Although the satire is still pointed, the direct references to current events are a little more subtle, such as a mention of "that Stewart woman that ran that crooked bake shop." Adams' star reporter Nellie has a running gag about interrogation techniques ("We're going to need some high heels and a dog collar"), and we learn of the establishment of an Office of Home Range Security. Meanwhile, Jason Sherbundy has thrown in all sorts of clever musical cues and gags (as well as building a nifty crank-driven wind machine to capture that spooky Ennio Morricone wind-across-the-plains effect), and the dancing is a little more elaborate than in years past. The Troupe even gets in a dig at its own name when Clem says, "The whole town was quieter than one o' them French mimes."

While the set is neither as elaborate nor as goofy as it's been the past few years, it works well to create a sense of the rawboned town.
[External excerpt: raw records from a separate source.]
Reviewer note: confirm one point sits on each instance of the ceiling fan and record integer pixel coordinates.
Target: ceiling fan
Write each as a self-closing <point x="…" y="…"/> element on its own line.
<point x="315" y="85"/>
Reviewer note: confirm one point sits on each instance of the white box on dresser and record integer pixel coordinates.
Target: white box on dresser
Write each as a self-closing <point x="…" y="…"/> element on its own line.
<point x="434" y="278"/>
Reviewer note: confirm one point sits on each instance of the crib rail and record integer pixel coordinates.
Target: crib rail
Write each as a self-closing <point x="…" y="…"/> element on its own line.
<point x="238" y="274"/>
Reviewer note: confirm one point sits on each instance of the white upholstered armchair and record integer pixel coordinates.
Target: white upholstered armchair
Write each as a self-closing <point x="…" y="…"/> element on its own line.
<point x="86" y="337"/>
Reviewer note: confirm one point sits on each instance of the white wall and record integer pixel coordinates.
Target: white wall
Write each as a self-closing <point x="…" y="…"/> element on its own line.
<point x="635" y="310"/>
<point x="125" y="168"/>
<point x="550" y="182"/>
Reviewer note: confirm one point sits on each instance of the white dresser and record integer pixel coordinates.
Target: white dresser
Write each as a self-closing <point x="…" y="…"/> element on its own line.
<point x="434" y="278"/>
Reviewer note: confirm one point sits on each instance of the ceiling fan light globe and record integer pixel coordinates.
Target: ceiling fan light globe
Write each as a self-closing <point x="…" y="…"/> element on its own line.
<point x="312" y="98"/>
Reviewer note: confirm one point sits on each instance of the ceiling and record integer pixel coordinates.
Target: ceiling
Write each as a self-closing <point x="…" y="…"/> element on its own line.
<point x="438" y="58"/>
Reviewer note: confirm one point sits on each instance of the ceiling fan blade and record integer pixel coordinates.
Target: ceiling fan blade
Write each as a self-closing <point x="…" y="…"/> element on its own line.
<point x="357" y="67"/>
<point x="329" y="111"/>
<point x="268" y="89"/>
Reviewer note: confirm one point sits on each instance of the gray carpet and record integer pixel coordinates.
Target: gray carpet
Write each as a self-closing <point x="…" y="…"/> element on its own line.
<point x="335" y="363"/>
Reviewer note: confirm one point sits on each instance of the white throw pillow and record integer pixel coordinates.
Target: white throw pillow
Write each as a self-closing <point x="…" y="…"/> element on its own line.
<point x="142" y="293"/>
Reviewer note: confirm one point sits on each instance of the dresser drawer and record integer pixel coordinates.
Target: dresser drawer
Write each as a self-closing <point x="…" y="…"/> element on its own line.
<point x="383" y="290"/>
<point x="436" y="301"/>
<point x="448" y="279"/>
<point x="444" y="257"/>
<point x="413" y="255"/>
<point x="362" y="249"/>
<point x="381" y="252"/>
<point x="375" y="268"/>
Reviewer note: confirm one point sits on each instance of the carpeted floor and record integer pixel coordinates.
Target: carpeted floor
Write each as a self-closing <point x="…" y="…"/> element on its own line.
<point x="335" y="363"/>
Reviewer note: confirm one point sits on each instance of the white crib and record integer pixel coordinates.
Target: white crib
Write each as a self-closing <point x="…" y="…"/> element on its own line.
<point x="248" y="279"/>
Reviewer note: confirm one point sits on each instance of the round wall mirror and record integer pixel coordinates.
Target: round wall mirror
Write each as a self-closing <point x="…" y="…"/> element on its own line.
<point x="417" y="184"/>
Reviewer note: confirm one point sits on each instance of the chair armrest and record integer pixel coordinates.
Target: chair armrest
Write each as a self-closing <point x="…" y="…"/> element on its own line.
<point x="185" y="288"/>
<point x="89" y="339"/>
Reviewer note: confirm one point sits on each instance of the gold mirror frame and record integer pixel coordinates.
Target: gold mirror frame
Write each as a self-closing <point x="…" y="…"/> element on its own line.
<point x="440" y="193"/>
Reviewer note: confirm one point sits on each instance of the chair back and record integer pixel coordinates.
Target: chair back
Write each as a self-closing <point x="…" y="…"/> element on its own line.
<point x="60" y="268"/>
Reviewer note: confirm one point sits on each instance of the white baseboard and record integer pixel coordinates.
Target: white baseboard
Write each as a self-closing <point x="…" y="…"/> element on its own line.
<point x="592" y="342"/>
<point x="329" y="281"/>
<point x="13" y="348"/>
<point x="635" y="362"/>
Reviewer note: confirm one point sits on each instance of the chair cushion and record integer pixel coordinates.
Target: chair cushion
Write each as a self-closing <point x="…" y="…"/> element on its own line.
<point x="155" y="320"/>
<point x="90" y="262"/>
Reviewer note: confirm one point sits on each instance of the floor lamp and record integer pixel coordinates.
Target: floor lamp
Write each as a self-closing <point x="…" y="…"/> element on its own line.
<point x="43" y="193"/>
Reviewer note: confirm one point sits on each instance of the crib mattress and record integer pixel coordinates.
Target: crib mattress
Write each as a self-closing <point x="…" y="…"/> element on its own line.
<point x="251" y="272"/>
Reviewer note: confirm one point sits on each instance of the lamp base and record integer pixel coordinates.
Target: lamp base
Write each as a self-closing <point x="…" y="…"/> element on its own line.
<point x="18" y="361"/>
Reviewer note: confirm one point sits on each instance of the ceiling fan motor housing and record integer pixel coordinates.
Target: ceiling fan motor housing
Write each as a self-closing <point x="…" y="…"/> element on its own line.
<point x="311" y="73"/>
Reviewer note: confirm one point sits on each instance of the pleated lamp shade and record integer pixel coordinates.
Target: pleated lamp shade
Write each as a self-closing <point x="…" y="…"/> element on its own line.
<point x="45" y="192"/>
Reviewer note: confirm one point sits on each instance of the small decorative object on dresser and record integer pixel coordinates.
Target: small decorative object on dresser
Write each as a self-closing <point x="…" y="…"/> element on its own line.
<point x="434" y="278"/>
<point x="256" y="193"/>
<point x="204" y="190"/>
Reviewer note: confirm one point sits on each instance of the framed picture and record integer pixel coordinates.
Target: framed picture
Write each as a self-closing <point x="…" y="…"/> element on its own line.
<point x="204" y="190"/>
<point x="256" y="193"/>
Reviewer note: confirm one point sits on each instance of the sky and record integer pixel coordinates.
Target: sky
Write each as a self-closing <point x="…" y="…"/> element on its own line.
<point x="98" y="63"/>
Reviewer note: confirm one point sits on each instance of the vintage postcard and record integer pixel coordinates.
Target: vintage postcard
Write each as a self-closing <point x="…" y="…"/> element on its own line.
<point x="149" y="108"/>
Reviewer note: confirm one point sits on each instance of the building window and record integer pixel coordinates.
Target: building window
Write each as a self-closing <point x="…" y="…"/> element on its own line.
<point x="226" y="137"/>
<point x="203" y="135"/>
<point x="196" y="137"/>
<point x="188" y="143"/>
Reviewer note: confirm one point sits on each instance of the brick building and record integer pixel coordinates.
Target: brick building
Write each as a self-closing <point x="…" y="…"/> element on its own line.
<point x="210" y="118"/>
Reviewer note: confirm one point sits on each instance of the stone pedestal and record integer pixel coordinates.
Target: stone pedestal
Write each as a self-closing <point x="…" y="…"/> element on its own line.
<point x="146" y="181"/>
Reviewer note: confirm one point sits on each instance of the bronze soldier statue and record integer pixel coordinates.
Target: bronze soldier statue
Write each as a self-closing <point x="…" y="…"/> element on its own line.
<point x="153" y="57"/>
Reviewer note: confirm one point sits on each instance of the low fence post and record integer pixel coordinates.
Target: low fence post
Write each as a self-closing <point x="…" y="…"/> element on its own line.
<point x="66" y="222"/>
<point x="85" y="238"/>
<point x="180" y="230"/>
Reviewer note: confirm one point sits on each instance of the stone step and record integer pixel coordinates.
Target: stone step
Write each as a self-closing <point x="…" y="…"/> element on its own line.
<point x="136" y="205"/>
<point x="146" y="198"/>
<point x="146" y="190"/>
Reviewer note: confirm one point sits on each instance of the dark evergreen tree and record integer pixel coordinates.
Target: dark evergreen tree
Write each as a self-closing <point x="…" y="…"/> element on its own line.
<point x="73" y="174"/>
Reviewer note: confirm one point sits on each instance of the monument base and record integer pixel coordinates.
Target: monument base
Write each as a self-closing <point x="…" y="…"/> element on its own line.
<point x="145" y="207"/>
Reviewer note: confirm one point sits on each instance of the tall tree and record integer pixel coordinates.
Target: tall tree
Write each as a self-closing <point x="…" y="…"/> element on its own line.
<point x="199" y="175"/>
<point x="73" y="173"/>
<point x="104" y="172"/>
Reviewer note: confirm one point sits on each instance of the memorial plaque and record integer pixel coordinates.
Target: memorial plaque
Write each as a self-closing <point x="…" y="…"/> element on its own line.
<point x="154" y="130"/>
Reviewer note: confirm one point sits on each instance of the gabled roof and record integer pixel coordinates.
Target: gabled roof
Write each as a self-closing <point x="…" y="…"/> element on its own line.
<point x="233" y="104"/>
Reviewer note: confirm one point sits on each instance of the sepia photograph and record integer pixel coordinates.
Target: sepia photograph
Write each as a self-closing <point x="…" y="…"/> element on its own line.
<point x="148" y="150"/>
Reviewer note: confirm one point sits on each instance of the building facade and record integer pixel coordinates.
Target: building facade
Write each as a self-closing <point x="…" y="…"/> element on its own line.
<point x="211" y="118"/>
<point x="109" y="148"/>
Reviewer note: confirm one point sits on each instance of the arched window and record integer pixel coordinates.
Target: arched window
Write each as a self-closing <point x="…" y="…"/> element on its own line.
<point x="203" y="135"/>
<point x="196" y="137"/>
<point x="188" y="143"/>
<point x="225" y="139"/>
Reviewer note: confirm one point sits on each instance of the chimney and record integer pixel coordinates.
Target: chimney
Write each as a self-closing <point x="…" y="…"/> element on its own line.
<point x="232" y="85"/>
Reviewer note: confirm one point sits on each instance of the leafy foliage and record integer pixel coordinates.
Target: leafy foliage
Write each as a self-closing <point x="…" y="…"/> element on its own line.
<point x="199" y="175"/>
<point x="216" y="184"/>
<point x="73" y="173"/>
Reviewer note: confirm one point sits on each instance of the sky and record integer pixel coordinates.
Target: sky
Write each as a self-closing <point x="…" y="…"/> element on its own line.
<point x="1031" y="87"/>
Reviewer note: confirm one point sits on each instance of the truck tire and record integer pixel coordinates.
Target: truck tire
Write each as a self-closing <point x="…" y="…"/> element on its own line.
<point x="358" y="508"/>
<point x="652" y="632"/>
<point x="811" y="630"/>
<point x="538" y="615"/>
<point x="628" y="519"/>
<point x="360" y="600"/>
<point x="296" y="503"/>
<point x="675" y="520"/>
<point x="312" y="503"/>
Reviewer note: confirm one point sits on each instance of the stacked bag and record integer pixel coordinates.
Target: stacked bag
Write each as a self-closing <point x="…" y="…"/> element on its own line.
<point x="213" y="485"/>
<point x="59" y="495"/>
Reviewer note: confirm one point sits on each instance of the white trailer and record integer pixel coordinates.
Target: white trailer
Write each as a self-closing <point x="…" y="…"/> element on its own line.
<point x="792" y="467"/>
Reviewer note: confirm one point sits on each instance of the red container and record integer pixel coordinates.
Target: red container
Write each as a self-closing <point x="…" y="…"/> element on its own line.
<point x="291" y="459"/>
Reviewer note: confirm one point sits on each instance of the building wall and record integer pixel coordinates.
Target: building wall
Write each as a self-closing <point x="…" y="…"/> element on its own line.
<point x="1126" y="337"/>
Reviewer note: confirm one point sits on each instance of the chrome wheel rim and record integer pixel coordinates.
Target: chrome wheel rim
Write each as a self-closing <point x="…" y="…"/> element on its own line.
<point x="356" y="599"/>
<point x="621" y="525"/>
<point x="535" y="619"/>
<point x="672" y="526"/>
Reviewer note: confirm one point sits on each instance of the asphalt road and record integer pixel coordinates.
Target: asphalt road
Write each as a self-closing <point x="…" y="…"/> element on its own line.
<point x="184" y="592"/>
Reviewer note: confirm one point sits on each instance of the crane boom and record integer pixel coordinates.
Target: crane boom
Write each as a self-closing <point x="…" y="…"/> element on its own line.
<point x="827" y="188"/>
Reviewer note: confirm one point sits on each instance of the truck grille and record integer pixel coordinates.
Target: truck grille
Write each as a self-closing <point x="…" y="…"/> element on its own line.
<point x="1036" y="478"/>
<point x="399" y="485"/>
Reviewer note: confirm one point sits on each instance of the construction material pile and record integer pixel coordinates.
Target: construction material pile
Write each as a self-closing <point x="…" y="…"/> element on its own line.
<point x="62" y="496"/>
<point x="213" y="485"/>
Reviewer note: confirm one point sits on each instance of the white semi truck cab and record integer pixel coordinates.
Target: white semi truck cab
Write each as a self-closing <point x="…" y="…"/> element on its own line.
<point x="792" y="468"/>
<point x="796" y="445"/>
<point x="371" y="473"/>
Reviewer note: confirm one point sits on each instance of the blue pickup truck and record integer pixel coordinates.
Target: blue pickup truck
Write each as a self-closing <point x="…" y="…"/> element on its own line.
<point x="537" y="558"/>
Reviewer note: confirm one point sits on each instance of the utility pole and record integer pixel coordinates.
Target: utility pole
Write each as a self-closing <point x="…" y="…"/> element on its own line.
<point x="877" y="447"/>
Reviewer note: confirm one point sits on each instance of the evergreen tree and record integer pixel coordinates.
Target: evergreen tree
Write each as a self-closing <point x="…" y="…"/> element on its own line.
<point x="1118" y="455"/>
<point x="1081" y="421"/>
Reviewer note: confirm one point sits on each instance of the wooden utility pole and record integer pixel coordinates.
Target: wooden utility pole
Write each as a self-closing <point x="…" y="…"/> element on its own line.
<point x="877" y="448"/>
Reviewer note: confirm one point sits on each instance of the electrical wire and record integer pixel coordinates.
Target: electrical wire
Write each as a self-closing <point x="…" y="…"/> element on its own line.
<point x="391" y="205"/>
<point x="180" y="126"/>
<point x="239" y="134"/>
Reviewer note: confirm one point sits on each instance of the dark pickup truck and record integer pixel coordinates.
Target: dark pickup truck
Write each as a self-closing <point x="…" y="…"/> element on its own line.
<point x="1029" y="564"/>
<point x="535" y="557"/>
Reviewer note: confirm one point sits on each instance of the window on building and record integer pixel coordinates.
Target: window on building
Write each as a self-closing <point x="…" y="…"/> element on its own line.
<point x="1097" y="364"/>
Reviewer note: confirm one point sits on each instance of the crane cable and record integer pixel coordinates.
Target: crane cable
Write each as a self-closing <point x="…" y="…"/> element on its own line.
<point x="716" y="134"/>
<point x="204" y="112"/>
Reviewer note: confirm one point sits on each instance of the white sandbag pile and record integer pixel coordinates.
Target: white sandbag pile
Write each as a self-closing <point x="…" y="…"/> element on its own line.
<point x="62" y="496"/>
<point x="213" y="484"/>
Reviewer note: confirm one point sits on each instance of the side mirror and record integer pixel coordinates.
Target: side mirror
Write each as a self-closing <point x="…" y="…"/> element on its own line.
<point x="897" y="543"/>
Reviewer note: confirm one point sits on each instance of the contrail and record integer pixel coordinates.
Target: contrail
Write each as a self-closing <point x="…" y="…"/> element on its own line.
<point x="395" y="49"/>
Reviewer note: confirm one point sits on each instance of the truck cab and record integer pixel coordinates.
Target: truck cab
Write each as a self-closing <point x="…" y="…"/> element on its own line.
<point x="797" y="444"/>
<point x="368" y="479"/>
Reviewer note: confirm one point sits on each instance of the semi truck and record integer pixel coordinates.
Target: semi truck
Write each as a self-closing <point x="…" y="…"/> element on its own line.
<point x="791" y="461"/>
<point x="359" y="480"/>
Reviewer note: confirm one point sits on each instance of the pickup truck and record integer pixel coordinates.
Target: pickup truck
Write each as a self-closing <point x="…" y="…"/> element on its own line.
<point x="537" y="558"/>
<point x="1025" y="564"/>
In fact, the whole production is a lot slimmer than the other three shows of the Bushiad, making it easier to follow what's going on. Or maybe it's just that so little of this is a surprise anymore. We've had a few years to absorb the core messages: media coverage can't be trusted; the war isn't about liberation, but profits; Bush wasn't really elected; and so forth and so on. As Holmes freely admits during the postperformance audience shakedown, Mime Troupe audiences are the choir. But this year the preaching is funnier and subtler, yet just as on-target as in years past.